St. Ulrich is a Roman Catholic parish and church in Neubau, the 7th district of Vienna, Austria. The official name of the church is Pfarrkirche hl. Ulrich und Maria Trost (Parish church of St. Ulrich and Mary's consolation), it is also known as Ulrichskirche. The Baroque hall church with two towers was built in 1721. It is consecrated to St. Ulrich and St. Mary.

== Location ==
The church is located at the square St.-Ulrichs-Platz, on the slope between the higher Burggasse and the deeper Neustiftgasse. It faces Neustiftgasse with a two-tower facade, while the choir is close to Burggasse. The formerly independent suburban community St. Ulrich (de) is named after the chapel which preceded the church.

== History ==
The first building named after St. Ulrich was a chapel consecrated in 1211.

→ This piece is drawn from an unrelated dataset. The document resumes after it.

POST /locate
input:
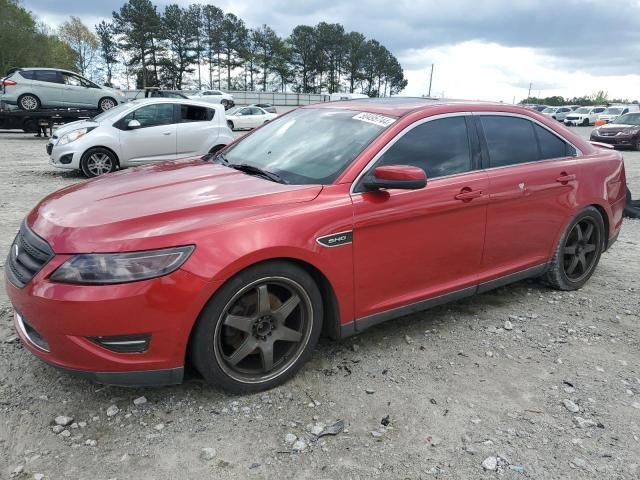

In 1699, the parish received a Gnadenbild, an image of Mary after the statue Gnadenbild Maria Trost close to Graz. A wooden copy of the copy was installed on the high altar.

The present church was built from 1721 to 1724 by architect Josef Reymund; additional buildings were completed in 1752, and the towers in 1771. The southern gable facade is flanked by two recessed towers with tent roofs, originally onion helmets. The north-facing choir carries a roof turret with an onion dome. The stairs to the main entrance are flanked by stone figures of Saints Benedict, Ulrich, Aloysius and Johannes Nepomuk, by sculptor Franz Xaver Seegen (1724-1780), who also created a figure of St. Ulrich in the facade. Altars of red stucco marble, created in the second half of the 18th century, hold white figures by Seegen. The altarpiece, Vision of St. Ulrich at the Battle of Lechfeld, was painted in 1750 by Paul Troger. Franz Anton Maulbertsch created around 1750 an altarpiece showing the martyrdom of St Judas Thaddeus. Josef Ignaz Mildorfer painted an altarpiece "Abschied des Apostels Petrus von Paulus" (St. Peter leaving St. Paul).

== Music ==
Schubert's Mass No. 4, a missa solemnis in C-major, was performed in the church in 1825 in an expanded orchestration. The organ was built in 1842 by Josef Loyp in a neoclassical housing. It was restored in 1979 by Gregor Hradetzky.

== Literature ==
- Dehio-Handbuch. Die Kunstdenkmäler Österreichs: Wien. II. bis IX. und XX. Bezirk, VII. Bezirk Neubau, Kirchen, ULRICHS-KIRCHE. Pfarrkirche hl. Ulrich und Maria Trost. Verlag Anton Schroll & Co, Wien 1993, ps. 284ff, ISBN 3-7031-0680-8.